1. Nos oprimem como raça, nos exploram como classe…
Se essa era a realidade da década de 60, hoje, na Era do Globalização, só podemos afirmar que a situação é ainda pior. Um fato que foi mais uma vez constatado em uma recente pesquisa realizada pelo Instituto Sindical Interamericano pela Igualdade Racial (Inspir), responsável pela publicação de uma das mais abrangentes pesquisas sobre o tema, o “Mapa da população negra no mercado de trabalho no Brasil“, publicado em outubro de 1999, que apresenta dados levantados em seis das principais regiões metropolitanas do Brasil (Belo Horizonte, Distrito Federal, Porto Alegre, Recife, Salvador e São Paulo).

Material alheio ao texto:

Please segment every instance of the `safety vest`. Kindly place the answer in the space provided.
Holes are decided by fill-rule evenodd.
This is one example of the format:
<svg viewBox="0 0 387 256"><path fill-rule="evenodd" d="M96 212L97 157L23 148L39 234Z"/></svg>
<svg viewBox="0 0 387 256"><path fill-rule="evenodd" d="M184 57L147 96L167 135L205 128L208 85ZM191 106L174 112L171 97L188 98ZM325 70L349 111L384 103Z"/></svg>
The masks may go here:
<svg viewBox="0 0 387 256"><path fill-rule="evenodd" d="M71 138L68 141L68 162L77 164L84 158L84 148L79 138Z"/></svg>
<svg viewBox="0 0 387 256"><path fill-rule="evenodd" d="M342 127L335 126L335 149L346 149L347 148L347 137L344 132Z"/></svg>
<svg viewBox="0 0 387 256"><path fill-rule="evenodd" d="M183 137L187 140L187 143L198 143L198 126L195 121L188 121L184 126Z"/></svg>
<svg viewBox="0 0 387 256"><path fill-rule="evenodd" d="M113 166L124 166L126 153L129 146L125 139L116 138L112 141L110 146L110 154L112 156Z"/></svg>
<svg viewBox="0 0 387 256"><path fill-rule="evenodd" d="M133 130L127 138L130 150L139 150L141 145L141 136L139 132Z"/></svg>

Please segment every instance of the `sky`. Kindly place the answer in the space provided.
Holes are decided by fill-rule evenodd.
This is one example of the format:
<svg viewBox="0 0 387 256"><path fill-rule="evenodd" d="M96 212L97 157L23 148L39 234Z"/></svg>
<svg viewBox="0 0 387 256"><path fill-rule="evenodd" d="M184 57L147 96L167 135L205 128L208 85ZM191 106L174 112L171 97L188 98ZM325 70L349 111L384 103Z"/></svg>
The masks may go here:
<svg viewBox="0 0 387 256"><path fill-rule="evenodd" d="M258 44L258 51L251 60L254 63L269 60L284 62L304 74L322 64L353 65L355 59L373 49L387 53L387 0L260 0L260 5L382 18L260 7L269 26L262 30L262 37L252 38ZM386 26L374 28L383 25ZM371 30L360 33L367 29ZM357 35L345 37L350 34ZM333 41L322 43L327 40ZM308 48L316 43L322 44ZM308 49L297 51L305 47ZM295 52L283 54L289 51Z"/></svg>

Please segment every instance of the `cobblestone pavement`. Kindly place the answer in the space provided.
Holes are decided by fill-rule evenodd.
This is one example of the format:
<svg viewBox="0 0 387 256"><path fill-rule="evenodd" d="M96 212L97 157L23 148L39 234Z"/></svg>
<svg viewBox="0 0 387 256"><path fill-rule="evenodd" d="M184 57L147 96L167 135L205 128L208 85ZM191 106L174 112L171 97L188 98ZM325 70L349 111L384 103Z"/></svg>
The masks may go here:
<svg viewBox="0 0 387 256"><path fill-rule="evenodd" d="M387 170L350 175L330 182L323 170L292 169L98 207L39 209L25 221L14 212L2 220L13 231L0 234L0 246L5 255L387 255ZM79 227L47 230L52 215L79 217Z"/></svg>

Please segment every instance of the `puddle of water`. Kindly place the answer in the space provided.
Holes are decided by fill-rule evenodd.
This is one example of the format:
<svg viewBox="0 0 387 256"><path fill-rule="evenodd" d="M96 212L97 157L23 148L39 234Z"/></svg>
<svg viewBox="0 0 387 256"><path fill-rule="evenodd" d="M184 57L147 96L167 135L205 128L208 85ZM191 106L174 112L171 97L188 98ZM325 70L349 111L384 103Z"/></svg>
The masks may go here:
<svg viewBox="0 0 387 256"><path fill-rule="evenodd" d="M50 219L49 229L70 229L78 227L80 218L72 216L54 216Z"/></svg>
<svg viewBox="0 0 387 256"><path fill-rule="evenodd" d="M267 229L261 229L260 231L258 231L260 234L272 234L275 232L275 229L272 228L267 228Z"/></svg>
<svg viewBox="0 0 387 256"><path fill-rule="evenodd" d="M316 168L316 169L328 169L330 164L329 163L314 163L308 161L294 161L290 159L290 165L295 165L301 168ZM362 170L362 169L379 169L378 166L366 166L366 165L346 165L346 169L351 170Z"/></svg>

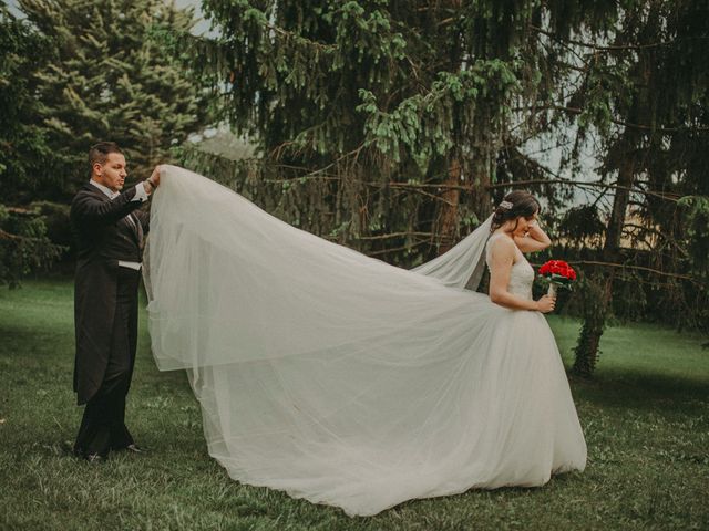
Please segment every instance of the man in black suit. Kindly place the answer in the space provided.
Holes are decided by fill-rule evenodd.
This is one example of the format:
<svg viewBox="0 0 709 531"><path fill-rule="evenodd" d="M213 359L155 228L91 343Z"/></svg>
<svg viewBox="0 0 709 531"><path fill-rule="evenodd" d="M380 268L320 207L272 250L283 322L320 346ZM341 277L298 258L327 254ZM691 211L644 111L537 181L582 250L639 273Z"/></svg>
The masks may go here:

Dentre os vários dados levantados, e disponibilizados para todos sindicados da Central, vale citar um que indica de forma categórica não só a situação de superexploração em que vive a população negra, como também evidenciam a combinação de raça e classe no país:

Índice do rendimento médio mensal segundo
Raça e Sexo – Brasil – Regiões Metropolitanas – 1998


Fonte: Dieese/SEADE e entidades regionais, PED – Pesquisa de Emprego e Desemprego
Elaboração: Dieese
(*) Rendimento médio mensal do homem não-negro = 100
Obs.: Raça negra: pretos e pardos; raça não negra: brancos e amarelos

Crianças e jovens negros(as) começam a trabalhar mais cedo comparativamente aos brancos; 2) A jornada de trabalho dos negros(as) é duas horas superior a dos brancos; 3) Negros(as) trabalham mais e recebem menos; 4) O desemprego é maior entre negros(as) -, em média, o índice de desemprego entre os negros é 40% maior do entre os brancos.

Por fim, mas longe de menos importante, é fundamental ressaltar que a somatória das discriminações resultantes do racismo e do machismo atinge em cheio a mulher negra, tornando sua situação particularmente dramática. O contigente de mulheres negras em atividades domésticas é sempre muito alto em todas as capitais pesquisadas. Em Belo Horizonte, por exemplo, o percentual de negras emprego doméstico (31%) é mais do que o dobro do percentual de brancas (14,2%). No Distrito Federal, cerca de 45% das negras encontram-se ocupadas em atividades consideradas vulneráveis. Em Salvador, 36,2% das mulheres brancas concluíram o ensino universitário, contra apenas 10,9% de negras que conseguiram alcançar este nível de ensino. (p. 18).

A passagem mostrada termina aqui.